We thank the reviewers and the area chair for the positive feedback. We read the comments carefully and there were no major misunderstandings or criticisms. We clarify a few minor concerns in the following:

  • Clarify what the improvement is with respect to the original LIME (R1 and R3): Sharp-LIME visualizations show lower variability and have higher explanation weights. The explanations are also clearer and more understandable according to consulted clinicians than those of traditional LIME. The improvement is the result of a more appropriate segmentation choice than unsupervised pixel clustering methods used by standard LIME (i.e. Quickshift).

  • Minor misunderstanding; comparison to standard LIME was not in the Figures (R1): The qualitative comparison to standard LIME is in Figure 2. For the quantification of the explanation weights in Figure 3, we refer to a previous study on standard LIME. We added the reference to the figure caption to clarify this point.

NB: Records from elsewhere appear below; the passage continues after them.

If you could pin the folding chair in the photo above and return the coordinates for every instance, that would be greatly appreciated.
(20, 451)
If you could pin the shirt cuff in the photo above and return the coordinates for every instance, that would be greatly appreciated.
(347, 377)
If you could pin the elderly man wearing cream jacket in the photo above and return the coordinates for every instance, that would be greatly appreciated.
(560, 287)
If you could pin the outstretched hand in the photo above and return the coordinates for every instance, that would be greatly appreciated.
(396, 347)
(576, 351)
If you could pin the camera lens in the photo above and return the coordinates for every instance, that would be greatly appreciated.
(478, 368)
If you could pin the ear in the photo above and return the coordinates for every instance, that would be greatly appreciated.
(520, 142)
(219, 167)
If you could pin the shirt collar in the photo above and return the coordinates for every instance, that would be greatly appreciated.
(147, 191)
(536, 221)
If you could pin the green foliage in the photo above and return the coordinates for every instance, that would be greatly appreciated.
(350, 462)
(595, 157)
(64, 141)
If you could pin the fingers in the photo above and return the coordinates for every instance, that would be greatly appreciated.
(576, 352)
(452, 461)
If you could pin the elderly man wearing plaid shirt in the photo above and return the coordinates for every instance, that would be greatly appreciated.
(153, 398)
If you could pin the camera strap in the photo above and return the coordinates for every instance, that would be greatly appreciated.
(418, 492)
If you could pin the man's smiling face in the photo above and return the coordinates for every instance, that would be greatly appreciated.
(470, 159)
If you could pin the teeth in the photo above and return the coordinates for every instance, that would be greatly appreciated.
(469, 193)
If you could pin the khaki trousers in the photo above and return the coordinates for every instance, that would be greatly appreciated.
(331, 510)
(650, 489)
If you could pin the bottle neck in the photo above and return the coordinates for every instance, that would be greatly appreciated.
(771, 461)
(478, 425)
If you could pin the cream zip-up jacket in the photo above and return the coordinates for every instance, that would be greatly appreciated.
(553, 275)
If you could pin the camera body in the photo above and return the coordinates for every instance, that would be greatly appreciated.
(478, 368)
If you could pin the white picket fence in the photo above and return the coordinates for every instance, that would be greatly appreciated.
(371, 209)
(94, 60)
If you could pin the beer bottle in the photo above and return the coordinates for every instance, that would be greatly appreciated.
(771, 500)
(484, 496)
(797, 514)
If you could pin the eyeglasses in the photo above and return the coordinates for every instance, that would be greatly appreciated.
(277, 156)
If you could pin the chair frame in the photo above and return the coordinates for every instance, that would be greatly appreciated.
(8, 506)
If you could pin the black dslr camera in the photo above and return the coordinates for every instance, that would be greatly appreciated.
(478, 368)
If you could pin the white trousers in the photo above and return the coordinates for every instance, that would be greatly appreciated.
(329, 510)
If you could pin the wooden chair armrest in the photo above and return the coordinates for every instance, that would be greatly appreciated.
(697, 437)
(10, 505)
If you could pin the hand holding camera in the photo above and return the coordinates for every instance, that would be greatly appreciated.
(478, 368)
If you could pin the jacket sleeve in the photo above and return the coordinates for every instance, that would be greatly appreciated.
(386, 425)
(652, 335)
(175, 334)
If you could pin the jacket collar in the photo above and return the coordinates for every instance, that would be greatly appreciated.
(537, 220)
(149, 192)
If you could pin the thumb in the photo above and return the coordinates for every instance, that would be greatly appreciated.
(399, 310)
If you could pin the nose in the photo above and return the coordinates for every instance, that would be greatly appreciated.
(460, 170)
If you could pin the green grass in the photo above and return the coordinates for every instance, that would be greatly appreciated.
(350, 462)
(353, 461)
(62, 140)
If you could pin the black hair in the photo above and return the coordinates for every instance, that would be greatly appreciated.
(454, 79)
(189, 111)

  • “Prior” on the pixel shape (R3): We understand and appreciate the point made by the reviewer. However, whether a particular region will have high explanation weight is independent of the heatmap being visually pleasing to the user. A heatmap with superpixels of familiar shapes but low explanation weights indicates that that particular segmentation is not generating a meaningful explanation. In our case, however, such segmentations did yield high explanation weights. At the same time, we agree that trying additional segmentation techniques and approaches may give other interesting complementary visualizations. Particularly the 9x9 boxing applied to the background could be replaced with other segmentation methods in future studies. Rather than getting a single “best” explanation, the goal should be to compare multiple good (high explanation weight) heatmaps and perhaps find regions of agreement. This discussion will be added to the camera-ready version.

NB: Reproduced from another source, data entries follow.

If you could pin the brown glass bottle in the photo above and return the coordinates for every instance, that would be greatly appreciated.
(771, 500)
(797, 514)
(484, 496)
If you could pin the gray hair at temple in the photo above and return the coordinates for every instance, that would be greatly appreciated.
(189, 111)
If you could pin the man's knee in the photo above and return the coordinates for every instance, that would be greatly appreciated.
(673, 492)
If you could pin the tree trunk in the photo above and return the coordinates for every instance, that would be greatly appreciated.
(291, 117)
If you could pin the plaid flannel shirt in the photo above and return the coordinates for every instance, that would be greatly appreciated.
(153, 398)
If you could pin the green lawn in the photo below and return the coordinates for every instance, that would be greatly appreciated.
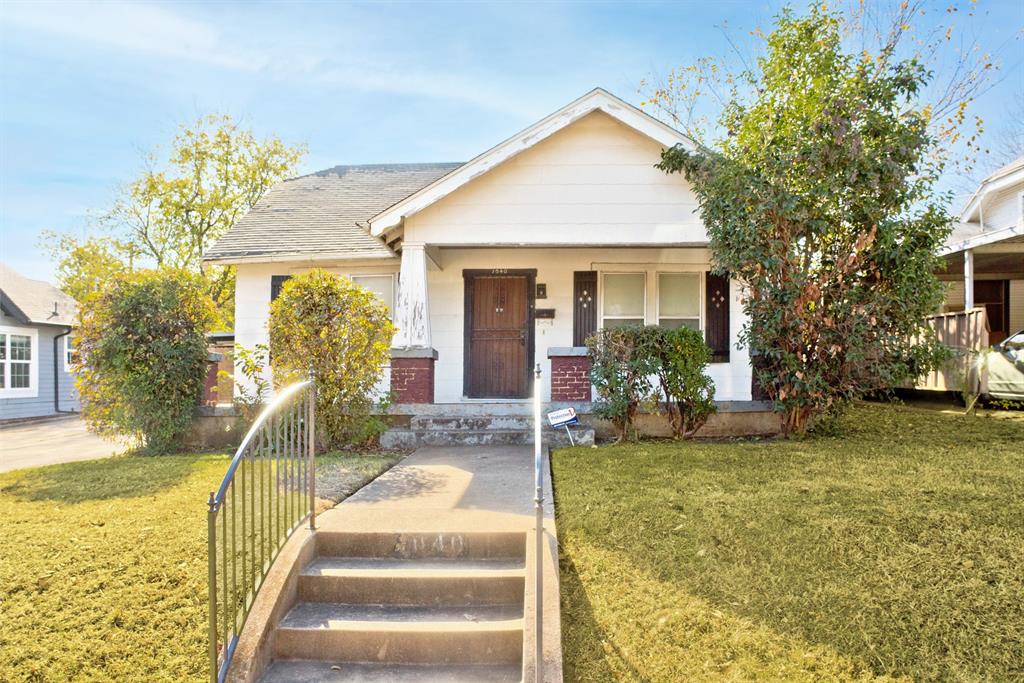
(894, 549)
(102, 564)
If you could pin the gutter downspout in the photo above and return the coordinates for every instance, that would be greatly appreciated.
(56, 373)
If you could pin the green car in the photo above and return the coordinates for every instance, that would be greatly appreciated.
(1005, 366)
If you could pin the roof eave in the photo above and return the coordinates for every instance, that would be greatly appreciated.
(596, 99)
(242, 259)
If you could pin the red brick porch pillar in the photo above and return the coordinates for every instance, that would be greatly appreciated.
(413, 375)
(569, 374)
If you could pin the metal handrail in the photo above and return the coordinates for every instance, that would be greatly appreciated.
(538, 531)
(268, 491)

  • Improve figures 3, 4, 5 (R1 and R2): The size of the figures will be increased for better visualization and we will further increase the resolution.

  • Minor misunderstanding on reproducibility (R3): We could not provide the Github link upon submission, due to the anonymity requirements. The code is already prepared for sharing and will be available on our repository with a link added to the camera-ready manuscript.